I have a column called priority among other columns in a file and contains numbers For ex: 1, 2, 3, 4, 5, 6 etc. The file data is as follows
Department Strength Priority
--------------------------------
CS Good 10
CS Low 2
EC Good 10
EC Low 2
EC Nil 3
I want to select the priority 2 records using a query using SQL hive context as below
select * from
(
select testfile.*,row_number() over(partition by Department order by Priority asc) rn
from testfile
)ranked
where rn=1;
All the columns are defined as String in the spark code. I expect the code to select Priority 2 records because I have given the asc
in order by
clause. But is there a chance that the query selects priority other than 2 just because i didn't declare the priority column as int. Right now the query fetches the following data
CS Good 10
EC Good 10
However if I declare the Priority column as int
, the records will be shown correctly as below
CS Low 2
EC Low 2
I would like to understand this. There are several instances where I declared the number column as string however got the ordering correctly.
The order by
is using lexicographical order which is similar to alphabetical order but alphabetical order is actually a type of lexicographical order.

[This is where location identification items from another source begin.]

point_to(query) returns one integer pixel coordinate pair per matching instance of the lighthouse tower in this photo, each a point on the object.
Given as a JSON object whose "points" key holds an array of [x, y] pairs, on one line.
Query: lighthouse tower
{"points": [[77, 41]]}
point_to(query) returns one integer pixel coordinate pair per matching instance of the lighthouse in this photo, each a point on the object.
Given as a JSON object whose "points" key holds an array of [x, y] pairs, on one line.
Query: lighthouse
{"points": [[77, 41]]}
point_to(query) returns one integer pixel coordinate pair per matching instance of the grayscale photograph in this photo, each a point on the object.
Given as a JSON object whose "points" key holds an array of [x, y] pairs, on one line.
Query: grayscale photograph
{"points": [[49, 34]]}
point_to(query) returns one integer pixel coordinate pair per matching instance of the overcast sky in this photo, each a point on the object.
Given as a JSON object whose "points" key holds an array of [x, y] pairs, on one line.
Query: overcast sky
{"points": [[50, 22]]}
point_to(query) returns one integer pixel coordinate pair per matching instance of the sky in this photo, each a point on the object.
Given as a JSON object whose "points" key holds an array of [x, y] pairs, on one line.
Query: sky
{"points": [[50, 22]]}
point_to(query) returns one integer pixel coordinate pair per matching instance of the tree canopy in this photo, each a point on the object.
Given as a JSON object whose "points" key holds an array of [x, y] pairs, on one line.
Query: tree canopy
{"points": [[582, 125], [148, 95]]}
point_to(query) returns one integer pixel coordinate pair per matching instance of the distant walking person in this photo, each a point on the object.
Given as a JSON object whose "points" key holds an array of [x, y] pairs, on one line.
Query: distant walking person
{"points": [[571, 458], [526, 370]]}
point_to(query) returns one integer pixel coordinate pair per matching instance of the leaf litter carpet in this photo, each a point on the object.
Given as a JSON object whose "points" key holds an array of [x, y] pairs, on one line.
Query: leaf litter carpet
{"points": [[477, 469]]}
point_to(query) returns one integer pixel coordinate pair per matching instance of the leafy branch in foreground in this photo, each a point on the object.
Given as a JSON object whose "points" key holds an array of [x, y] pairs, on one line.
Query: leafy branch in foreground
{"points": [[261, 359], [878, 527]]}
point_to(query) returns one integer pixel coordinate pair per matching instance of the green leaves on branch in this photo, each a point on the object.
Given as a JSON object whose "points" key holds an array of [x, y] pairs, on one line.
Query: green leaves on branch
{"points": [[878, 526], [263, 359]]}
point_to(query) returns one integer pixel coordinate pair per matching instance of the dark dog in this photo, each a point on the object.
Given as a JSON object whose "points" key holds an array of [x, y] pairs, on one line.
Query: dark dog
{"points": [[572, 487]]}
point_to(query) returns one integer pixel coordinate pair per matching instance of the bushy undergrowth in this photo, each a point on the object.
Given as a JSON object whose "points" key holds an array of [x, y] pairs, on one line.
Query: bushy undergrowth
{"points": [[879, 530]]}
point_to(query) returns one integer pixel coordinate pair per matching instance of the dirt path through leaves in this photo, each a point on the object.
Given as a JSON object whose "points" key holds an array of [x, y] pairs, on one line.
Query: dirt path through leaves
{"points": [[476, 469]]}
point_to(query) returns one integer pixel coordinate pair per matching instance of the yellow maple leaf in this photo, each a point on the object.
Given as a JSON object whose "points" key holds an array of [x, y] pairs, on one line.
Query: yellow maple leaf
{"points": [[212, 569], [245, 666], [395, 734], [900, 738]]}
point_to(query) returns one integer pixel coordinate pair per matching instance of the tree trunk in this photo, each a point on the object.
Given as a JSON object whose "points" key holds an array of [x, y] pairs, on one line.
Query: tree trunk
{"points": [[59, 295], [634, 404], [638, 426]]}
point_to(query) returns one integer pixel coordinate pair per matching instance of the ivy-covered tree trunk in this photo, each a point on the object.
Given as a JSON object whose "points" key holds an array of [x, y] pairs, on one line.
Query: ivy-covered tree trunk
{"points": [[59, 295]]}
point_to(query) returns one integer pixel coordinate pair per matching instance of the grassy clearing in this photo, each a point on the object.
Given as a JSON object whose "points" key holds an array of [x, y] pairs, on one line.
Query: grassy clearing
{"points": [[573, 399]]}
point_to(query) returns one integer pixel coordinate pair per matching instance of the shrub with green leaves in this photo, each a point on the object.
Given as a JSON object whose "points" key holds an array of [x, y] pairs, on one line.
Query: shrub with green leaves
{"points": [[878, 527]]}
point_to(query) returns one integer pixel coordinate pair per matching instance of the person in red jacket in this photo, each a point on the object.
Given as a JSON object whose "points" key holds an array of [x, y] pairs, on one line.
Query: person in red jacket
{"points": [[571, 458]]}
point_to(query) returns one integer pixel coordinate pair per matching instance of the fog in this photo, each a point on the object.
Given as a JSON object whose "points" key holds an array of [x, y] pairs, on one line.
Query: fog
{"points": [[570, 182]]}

It means that the following strings would be ordered as follows
1 < 2
10 < 2
1000 < 2
1 < 11
10 < 11
21 < 3
In a simple way you could say it is ordering by each character position but you may read more from responses here and here
Furthermore, you may optionally cast your columns to integer to achieve numerical ordering for eg.
SELECT
*
FROM (
SELECT
testfile.*,
row_number() over(partition by Department order by cast(Priority as int) asc) rn
FROM
testfile
) ranked
where rn=1;